Las sinapsis silenciosa presináptico estudiado con microscopía de luz

Published: January 4, 2010 doi: 10.3791/1676
Automatic Translation
1, 1, 1, 1, 1,2,3
1Department of Psychiatry, Washington University School of Medicine, 2Department of Anatomy, Washington University School of Medicine, 3Department of Neurobiology, Washington University School of Medicine

Summary

Sinapsis glutamatérgica puede cambiar de un modo activo a un modo silencioso. Se demuestra que el estado de actividad presináptica en la cultura disociada de las neuronas de roedores se visualiza mediante un formulario puede arreglar de la FM1-43 tintes para visualizar las sinapsis activas y inmunotinción con vGluT-1 anticuerpo para visualizar todas las sinapsis de glutamato.

Abstract

Subyace en la plasticidad sináptica probable que la capacidad del sistema nervioso para aprender y recordar y también puede representar una adaptación de otro modo que impide que se convierta en perjudicial insultos neurotóxicos. Hemos estado estudiando una forma de plasticidad presináptica que es interesante, en parte, porque se expresa como una conmutación digital dentro y fuera de la capacidad de un terminal presináptica s para liberar vesículas que contienen el neurotransmisor glutamato. Aquí se demuestra un protocolo para la visualización del estado de la actividad de las terminales presinápticas en cultivos de células disociadas preparado desde el hipocampo de roedores. El método se basa en la detección de las sinapsis activa mediante la tinción con una forma corregible del colorante estirilo FM1-43, comúnmente utilizado para etiquetar las vesículas sinápticas.

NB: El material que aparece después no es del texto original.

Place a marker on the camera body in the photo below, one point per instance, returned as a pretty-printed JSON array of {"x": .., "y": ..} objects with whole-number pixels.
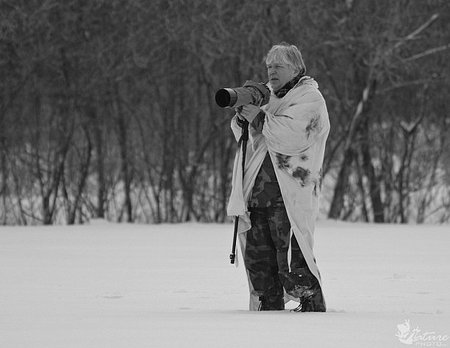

Este perfil de tinción se compara con la inmunotinción de los mismos terminales con un anticuerpo dirigido contra el transportador de glutamato vesicular 1 (vGluT-1), una mancha diseñado para etiquetar todas las sinapsis de glutamato, independientemente del estado de activación. Nos encontramos con que los estímulos despolarizantes inducir silenciamiento presináptica. La población de sinapsis que no se pronuncia en condiciones basales pueden ser activados por el silenciamiento eléctrico prolongado o por la activación de las vías de señalización del cAMP.

Protocol

Cultura preparación

  1. Preparar cultivos disociados celular de las células del hipocampo de rata o ratón desde el primer día postnatal 0-3 animales 1. Las neuronas se adhieran a una monocapa de astrocitos subyacentes, que a su vez se adhiere a una capa de colágeno extiende sobre un cubreobjetos número de espesor 0. Placa de las neuronas a una densidad de aproximadamente 500 células por centímetro cuadrado.
  2. Permita que las culturas de crecer durante 10-14 días para permitir el desarrollo y la maduración sináptica. El tratamiento de las culturas en el día 4 in vitro con la AraC antimitóticos para detener el crecimiento más gliales. Darles de comer en el día 5 in vitro con un intercambio de soportes de medio a medio con Neurobasal más suplemento B27 para mejorar la supervivencia neuronal.
  3. Durante el período de cultivo, introducción de los tratamientos diseñados para alterar el número de sinapsis funcionales silenciados. Nos encontramos con que una forma cómoda para silenciar a un gran porcentaje (80%) de las sinapsis de glutamato es un tratamiento de 4 horas con 30 mM de potasio. Ya incubaciones con débiles estímulos despolarizantes inducen 2 silenciar similar. La estimulación de 4 horas con 50 M forskolin, un activador de la adenilato ciclasa, se puede utilizar para despertar a la población de los terminales de silencio al inicio del estudio 3.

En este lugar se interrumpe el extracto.